No hubo palabras raras, tampoco nada que no hicieras en el día a día, se trató de una idea, un propósito y una ofrenda. Estuve ahí para documentarlo más que nada y lo que vi, es algo que todos podemos hacer. El evento me dejó muy pensativo, reflexiones acerca de la importancia de los rituales personales y mi debraye llegó hasta altas horas de la noche.

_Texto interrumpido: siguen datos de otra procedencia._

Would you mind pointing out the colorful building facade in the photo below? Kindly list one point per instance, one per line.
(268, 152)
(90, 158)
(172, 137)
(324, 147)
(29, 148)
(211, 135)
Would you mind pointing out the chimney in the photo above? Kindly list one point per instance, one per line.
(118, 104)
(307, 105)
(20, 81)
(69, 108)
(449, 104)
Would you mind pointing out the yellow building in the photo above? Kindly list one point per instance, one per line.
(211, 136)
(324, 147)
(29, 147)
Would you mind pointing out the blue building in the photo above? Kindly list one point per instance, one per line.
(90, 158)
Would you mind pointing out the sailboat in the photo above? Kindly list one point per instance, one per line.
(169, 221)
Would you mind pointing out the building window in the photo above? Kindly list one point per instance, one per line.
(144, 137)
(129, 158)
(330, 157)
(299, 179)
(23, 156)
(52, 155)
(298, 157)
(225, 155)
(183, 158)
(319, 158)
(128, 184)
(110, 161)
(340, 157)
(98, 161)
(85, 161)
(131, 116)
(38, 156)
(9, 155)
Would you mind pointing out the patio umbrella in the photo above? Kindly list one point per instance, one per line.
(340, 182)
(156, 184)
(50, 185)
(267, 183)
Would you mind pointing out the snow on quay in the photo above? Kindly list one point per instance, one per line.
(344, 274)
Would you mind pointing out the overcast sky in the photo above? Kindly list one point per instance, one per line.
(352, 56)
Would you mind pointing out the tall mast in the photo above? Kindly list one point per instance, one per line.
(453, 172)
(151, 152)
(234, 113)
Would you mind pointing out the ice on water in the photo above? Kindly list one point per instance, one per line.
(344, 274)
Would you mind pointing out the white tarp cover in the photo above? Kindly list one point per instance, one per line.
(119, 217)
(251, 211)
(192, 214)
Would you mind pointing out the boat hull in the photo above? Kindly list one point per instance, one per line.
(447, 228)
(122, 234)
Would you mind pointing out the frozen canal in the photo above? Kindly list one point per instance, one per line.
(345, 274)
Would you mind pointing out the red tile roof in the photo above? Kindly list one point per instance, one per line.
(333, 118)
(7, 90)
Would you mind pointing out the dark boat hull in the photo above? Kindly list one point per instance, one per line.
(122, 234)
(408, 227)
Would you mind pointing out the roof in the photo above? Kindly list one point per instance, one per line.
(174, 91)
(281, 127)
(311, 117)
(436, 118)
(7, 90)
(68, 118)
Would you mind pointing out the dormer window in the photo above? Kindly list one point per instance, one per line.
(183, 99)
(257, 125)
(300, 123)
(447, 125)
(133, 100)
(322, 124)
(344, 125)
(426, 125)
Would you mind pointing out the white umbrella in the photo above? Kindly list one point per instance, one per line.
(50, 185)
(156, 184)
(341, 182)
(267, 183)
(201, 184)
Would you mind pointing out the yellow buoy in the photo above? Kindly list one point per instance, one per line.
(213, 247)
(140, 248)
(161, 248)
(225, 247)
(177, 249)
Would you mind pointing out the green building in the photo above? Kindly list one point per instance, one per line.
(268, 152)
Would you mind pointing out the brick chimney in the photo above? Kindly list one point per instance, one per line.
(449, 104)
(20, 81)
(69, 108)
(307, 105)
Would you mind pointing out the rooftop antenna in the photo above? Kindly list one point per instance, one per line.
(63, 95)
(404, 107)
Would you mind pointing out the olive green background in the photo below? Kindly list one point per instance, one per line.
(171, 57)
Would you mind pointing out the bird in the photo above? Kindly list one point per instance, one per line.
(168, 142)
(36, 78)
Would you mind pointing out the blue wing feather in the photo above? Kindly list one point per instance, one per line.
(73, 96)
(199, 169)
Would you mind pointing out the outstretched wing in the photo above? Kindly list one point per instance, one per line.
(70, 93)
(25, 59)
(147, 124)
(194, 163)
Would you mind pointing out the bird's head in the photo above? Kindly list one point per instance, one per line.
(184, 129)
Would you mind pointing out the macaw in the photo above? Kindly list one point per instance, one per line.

Todo somos magos y hechiceras, aunque no tengamos conciencia de ello, de hecho la energía que fluye por nosotros, solo necesita que la canalices a un propósito que escojas de manera consciente. Entendí que los amuletos, son recordatorios de este compromiso, para que no se olvide ni se pierda.
Acostumbro a recoger piedras o pequeños minerales de los lugares a donde voy. Los guardo en un costal pequeño, que muchas veces cargó conmigo. Hasta hoy no me había quedado claro los grandes poderes que tenía este morral y la manera en que tengo que honrar mis amuletos, pues son un gran recordatorio.